La ricerca tra i rifiuti: un’operazione straordinaria
La Sanb, società che gestisce la raccolta dei rifiuti in diversi comuni del Barese, ha ricostruito l’intero percorso dei rifiuti, individuando il mezzo che li aveva ritirati e organizzando un’operazione straordinaria di ricerca. Poiché il compattatore non poteva essere aperto nella sede aziendale, è stato necessario rivolgersi a un’altra impresa del Barese attrezzata per effettuare la cernita. La ricerca si è conclusa all’alba, quando un operatore ha trovato il biglietto in un sacchetto bucato insieme ad altri tagliandi ormai deteriorati.

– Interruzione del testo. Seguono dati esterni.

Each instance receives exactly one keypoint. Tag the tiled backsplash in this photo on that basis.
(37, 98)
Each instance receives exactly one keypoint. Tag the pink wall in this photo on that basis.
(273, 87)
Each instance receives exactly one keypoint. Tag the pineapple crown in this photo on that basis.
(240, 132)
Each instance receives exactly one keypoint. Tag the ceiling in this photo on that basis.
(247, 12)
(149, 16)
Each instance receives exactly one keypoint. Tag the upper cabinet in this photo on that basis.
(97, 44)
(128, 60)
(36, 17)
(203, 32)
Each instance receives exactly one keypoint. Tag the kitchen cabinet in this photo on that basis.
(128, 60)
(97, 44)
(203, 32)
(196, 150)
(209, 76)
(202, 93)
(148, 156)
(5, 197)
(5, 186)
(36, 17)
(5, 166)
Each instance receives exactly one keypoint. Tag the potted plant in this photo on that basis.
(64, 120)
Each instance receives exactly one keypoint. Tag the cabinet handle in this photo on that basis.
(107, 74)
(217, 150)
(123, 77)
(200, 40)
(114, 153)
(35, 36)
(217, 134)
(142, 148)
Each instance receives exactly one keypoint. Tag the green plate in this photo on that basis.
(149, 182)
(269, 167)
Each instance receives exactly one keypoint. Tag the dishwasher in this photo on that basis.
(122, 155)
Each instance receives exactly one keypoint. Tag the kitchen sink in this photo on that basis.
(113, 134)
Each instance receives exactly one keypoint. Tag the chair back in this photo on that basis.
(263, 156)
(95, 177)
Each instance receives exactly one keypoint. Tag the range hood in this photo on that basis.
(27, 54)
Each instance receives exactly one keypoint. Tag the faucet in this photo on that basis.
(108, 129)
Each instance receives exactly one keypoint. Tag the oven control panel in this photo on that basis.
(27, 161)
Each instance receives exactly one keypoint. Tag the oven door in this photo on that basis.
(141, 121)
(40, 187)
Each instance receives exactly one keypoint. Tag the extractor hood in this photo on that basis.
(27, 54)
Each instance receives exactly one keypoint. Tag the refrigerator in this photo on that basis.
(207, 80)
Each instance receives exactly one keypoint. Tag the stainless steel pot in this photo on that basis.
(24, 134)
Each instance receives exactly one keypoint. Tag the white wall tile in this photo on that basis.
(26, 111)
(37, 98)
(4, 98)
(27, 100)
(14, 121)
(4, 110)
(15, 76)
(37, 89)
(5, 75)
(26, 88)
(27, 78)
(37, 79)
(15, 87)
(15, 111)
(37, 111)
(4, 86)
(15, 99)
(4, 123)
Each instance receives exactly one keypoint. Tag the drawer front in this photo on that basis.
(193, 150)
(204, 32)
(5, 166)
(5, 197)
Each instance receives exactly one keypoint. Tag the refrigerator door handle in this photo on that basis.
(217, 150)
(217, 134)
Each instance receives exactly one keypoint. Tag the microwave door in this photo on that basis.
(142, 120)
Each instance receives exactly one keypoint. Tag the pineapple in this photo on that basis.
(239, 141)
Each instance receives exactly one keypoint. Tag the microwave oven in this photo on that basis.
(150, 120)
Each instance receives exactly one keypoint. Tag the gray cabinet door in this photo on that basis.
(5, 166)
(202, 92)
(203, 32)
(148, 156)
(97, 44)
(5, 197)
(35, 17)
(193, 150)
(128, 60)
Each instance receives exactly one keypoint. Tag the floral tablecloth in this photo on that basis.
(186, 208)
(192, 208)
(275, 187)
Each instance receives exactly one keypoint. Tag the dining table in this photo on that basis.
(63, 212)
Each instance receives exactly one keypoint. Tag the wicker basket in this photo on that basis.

La fortuna ha accompagnato la ricerca. Il biglietto era in un sacchetto bucato assieme ad altri biglietti rovinati, ma era uno dei pochi intonsi. L’operatore ha toccato il biglietto fortunato, sperando che potesse portare bene anche a lui. La vicenda ha dimostrato come un errore di interpretazione possa portare a conseguenze drammatiche, ma anche come l’impegno di un’azienda e la collaborazione tra diverse figure possano salvare un’occasione unica.
Un caso di malinteso e fortuna
Secondo quanto ricostruito, il vincitore aveva giocato i numeri che utilizza da anni perché legati al ricordo di una persona cara. Dopo aver scoperto la vincita, si è recato in ricevitoria, ma la dicitura «non pagabile» stampata sul tagliando lo ha tratto in inganno. Convinto che il biglietto non avesse alcun valore, lo ha lasciato nel punto vendita, dove è stato successivamente buttato tra i rifiuti. Solo una volta rientrato a casa, i familiari gli hanno fatto notare che quei numeri erano effettivamente usciti.
La ricevitoria ha confermato che il tagliando era già stato smaltito. La Sanb ha ricostruito l’intero percorso dei rifiuti, individuando il mezzo che li aveva ritirati e organizzando un’operazione straordinaria di ricerca. Il caso ha suscitato grande interesse, non solo per la fortuna dell’uomo, ma anche per la complessità dell’operazione di recupero. Poco dopo, lui e i colleghi hanno acquistato un gratta e vinci, ma la vincita, questa volta, è stata di 50 euro. La vicenda ha dimostrato come un errore di interpretazione possa portare a conseguenze drammatiche, ma anche come l’impegno di un’azienda e la collaborazione tra diverse figure possano salvare un’occasione unica. Il caso ha suscitato grande interesse, non solo per la fortuna dell’uomo, ma anche per la complessità dell’operazione di recupero. La ricerca ha avuto successo grazie all’impegno di tutti i soggetti coinvolti, dimostrando come la collaborazione possa portare a risultati sorprendenti.